Then there was school shopping.  That picture at the top of the page is probably the last time that cute kid wore a dress.  She hated everything that was girl related.   Every school year I died a little inside when I’d head over to the boys section of Old Navy for both her and her brother.  Old Navy was the only place little Alison would shop her entire middle school and part of high school years.  This same girl called me last week and asked me to make an appointment so we could get her nails done for graduation.

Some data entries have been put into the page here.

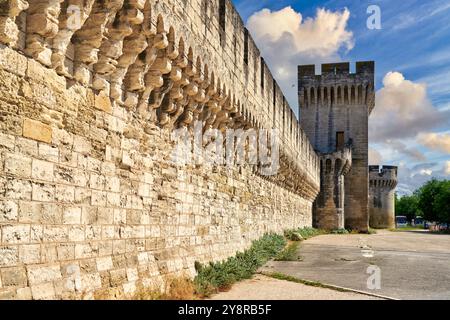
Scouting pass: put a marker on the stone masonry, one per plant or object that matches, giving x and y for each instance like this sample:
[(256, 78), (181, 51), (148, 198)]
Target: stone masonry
[(90, 201), (334, 112), (382, 183)]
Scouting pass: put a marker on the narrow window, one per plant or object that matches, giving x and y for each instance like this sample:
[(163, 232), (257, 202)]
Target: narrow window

Then there was Rob.  When I finally introduced Rob to the kids, it seemed from the first minute she met him, Alison was determined to make sure we didn’t get married.  She would tell me, more times than I can count, that the favorite moments in her life were always when it was just me, her and Raymond.  Slowly, I could see the relationship grow between her and Rob.   Now Rob is almost always the first person she goes to for advice, and their relationship is the subject of her final project for school.

My little girl, my sweet little girl, is graduating from College this weekend.  While sitting in that auditorium, I will be thinking about all the long hours at the bakery and the millions of croissants that Rob delivered so we could put her through college.  It will be hard to believe that it has been 23 years since I was sitting in the doctor’s office, asking him to double check and make sure he had the right test results.  It will be hard to believe the little girl who would come home every day her freshman year crying because she didn’t think she was smart enough for college is graduating Summa Cum Laude.  It will be hard to believe when she walks across the stage to get her diploma, that she was the same little girl, where more than once, I had to pull the car over on the way to preschool so she could throw up.

Alison my daughter of contradiction, I could not be any prouder of you and all you’ve accomplished.  You amaze me on a daily basis and make me laugh every day.  I am proud to be your mom, and I love you bigger than the sky and warmer than the sun.